Working with the US Fish and Wildlife service has been one of the best experiences of my life thus far. In 21 years of existence I cannot say that I enjoyed working as much as I did here. I looked forward to every day and what it could possibly entail. Most days included trekking through dense woods with praying mantis probes for arms while simultaneously getting bitten by numerous amounts of mosquitos. Sweating through entire shirts was inevitable and wiping dirt off my face or picking tree parts out of my hair was pointless. But I would not have wanted it any other way. I got to see things that most people will never see in their lives. Gorgeous 100 ft. waterfalls that are in the middle of nowhere, breathtaking valleys six miles into a hike that you had to bushwhack to get to, bald eagles flying right over you, riding the white caps in the Columbia River Gorge and watching the sun come up, just for some examples. I felt lucky to have this opportunity every day and I could never replace the memories I have from this job. On top of all of that beauty I got to study one of the coolest, most interesting fish out there. Lamprey are so understudied and so misunderstood. I would feel honored if I were able to engage in future studies that help to create more public awareness about these creatures and help eradicate the negative connotation that is most commonly associated with them. This job has excited me into wanting my Master’s to focus on some aspect of lamprey and I can’t wait to do that.
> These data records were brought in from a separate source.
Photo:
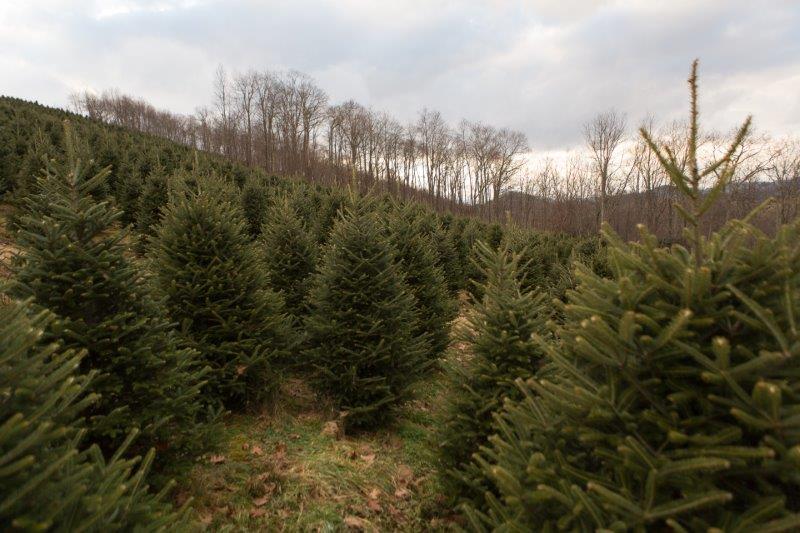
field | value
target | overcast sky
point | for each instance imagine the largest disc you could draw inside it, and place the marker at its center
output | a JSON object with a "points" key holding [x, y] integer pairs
{"points": [[541, 66]]}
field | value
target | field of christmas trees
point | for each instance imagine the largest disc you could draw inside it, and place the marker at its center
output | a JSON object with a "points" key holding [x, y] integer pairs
{"points": [[191, 344]]}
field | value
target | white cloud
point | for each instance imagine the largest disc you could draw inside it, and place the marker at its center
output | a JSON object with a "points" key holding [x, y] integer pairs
{"points": [[541, 66]]}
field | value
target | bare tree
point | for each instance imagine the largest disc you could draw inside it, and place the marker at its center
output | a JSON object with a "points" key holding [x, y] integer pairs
{"points": [[603, 135]]}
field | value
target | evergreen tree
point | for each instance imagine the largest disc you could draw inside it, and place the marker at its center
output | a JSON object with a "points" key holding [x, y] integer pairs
{"points": [[153, 197], [289, 254], [673, 396], [361, 325], [47, 483], [255, 204], [417, 258], [498, 334], [215, 287], [74, 262]]}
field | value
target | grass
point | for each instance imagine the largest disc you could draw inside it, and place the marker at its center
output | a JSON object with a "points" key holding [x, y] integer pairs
{"points": [[287, 471]]}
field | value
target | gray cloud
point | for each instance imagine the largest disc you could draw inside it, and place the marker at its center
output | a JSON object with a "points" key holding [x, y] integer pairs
{"points": [[541, 66]]}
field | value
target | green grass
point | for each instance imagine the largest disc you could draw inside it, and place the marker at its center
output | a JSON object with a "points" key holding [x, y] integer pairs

Before being hired in May of 2009, I had never heard of lamprey. I’m not going to lie, at first I was a little bummed that I wasn’t going to be working with salmon or some other type of more “fish-like” fish. I grew up fishing and hiking so I had fallen in love with the image of what is more commonly linked to the word ‘fish’. But I immediately learned to love lamprey and my love has only grown over the last two summers. I worked with Pacific lamprey (Entosphenus tridentatus) and Western brook lamprey (Lampetra richardsoni). Pacifics are generally grayer in color with a lighter caudal ridge and a darker fin (a fade) while Western brooks are generally more olive colored with a dark caudal ridge and a clearer or speckled fin. The westerns also usually have a yellow stripe that runs from their anus to the tip of their caudal ridge. It amazes me that they are blind for the larger part of their life and have managed to exist since before dinosaurs were around. They live in the sediment in creeks and rivers during their ammoceote phase (5-7 years) filtering out nutrients from the water. Ammoceotes are the life stage that I mostly was working with but I would see the occasional transformer or adult. Pacifics are an anadromous fish. They transform into macropthalmia (macs) and out-migrate to the ocean where they feed off of the blood of other fishes. Western brook lamprey transform and stay in freshwater to spawn and die. These fish have been able to withstand and adjust to catastrophic world events that wiped out everything else and yet humans have presumably managed to make enough of an impact to cause a huge decline in the numbers of lamprey migrating back from the oceans to spawn. We have been around for a miniscule fraction of the time that lamprey have existed but have impacted them as though we were working to kill them off all along. There is a lot of good work being done to create better Pacific lamprey passage through dams and decrease mortalities of both out migrating macs and adults coming back to spawn but population counts have shown a steady decline in numbers, especially more recently. I am anxious to see what is done in the near future to improve their situation and hope to be involved in some way.
Lamprey have grabbed my heart and I am so interested and excited to study them more. I love my team (LAMPREY ROYAL!!) and thank you so much for teaching me and making this experience what it was. I have grown as a student and a person by being part of the STEP (Student Temporary Employment Program) and I have gained knowledge that could never be taught in a classroom.